Tuesday, 24 July 2018

Theories of Surplus Value, Part II, Chapter 17 - Part 26

So, what is it about capitalist production that makes such crises inevitable? Quite simply put, it is a question of scale, of the mass production that industrial capitalism with the advent of machine production entails. Under petty commodity production the direct producers continue to produce the large majority of their output for their own consumption, or to be directly exchanged with other such producers, for the particular use values they required. In other words, they produce a set of use values required for their own consumption, and part of their output of these use values constitutes surplus production, for example, they may produce a range of arable crops, but will not require all of their output of these crops for their own consumption. It is only surplus production from this standpoint. But, they will have other use values which they require for their own subsistence. They may require beer – particularly in conditions when fermented drinks were the only safe way of consuming water – and so exchange a part of their surplus production of arable crops for beer, another part for agricultural implements to replace those worn out, and so on. Even when money, therefore, replaces barter as the means for effecting these exchanges, the production of each small producer is geared only to meeting their own immediate needs for consumption, and to reproduce those items of means of production required to achieve it. They will usually even know the other market participants with whom they will exchange these commodities

But, as Marx says, its not as though, even during such times, there were not people who went bankrupt. Indeed, it is the failure of such individuals that leads them to have to become wage labourers, or to succumb to the merchant capitalists under the Putting Out System. The difference is that, when such people go bust, it has no possibility of causing some wider social crisis. The difference with developed capitalist production is that it is also synonymous with the development of commercial and bank credit.
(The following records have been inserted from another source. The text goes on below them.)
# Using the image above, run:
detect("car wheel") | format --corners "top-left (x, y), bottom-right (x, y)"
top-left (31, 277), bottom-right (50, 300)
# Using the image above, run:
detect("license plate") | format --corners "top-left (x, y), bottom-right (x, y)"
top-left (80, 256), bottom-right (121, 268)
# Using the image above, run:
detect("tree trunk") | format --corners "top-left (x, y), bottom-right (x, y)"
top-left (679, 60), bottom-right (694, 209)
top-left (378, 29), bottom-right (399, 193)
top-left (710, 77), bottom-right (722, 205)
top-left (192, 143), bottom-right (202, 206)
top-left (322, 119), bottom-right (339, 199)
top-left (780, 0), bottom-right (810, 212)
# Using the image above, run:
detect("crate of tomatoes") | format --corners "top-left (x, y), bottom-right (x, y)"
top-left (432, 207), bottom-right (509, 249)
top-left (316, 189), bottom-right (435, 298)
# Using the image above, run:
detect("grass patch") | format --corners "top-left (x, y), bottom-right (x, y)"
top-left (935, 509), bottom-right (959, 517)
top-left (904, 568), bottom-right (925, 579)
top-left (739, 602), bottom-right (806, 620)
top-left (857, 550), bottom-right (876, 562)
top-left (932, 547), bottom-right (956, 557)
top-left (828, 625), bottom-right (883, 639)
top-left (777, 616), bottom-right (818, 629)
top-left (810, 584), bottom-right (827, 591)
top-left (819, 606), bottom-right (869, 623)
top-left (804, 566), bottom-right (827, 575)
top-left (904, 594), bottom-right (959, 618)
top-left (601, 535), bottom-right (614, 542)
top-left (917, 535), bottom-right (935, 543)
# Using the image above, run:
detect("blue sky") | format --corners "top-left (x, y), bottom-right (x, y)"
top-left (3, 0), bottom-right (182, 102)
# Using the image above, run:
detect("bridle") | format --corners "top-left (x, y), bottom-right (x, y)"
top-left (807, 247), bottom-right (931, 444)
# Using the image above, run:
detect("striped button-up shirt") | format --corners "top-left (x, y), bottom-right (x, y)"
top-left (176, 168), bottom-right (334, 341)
A failure of one or several large businesses, who then fail to make payments, results in what Marx calls a crisis of the second form, whereby there is a cascade of payments failures. 

Moreover, even under the earlier forms of capitalist production, of handicraft production and manufacture, prior to large-scale machine production, the expansion of production develops more or less in parallel with the natural increase in population. The consequence is that the market expands at the same pace as production. As soon as machine production begins to dominate, this condition breaks down. As firms produce on an increasingly large scale, in order to gain efficiency and competitive advantage, the separation of production and consumption that arises with all commodity production and exchange takes on a different character, quantity turns into quality. Huge amounts of production are created speculatively, in the expectation of the market expanding to absorb this ever increasing volume of production. But, as soon as this expansion is frustrated, a crisis inevitably sets in. Whether this crisis is simply a partial crisis, restricted to this particular sphere, or whether it is, or turns into, a generalised crisis, depends upon the specific conditions under which it arises. 

So, Marx says, because capitalist producers make the assumption of an expanding market, they operate themselves on the basis of capital accumulation and expanded reproduction
As he says in Capital III, describing this process, in contrast to Ricardo's theory that capitalist farmers will only accumulate on the basis of higher agricultural prices, capital is led by competition to accumulate, whether prices or the rate of profit is rising or not, and if it results in overproduction they blame their competitors not themselves. 

“Although considerable rise or fall in market-prices affects the volume of production, regardless of it there is in agriculture (just as in all other capitalistically operated lines of production) nevertheless a continuous relative over-production, in itself identical with accumulation, even at those average prices whose level has neither a retarding nor exceptionally stimulating effect on production. Under other modes of production this relative overproduction is effected directly by the population increase, and in colonies by steady immigration. The demand increases constantly, and, in anticipation of this new capital is continually invested in new land, although this varies with the circumstances for different agricultural products. It is the formation of new capitals which in itself brings this about. But so far as the individual capitalist is concerned, he measures the volume of his production by that of his available capital, to the extent that he can still control it himself. His aim is to capture as big a portion as possible of the market. Should there be any over-production, he will not take the blame upon himself, but places it upon his competitors. The individual capitalist may expand his production by appropriating a larger aliquot share of the existing market or by expanding the market itself.”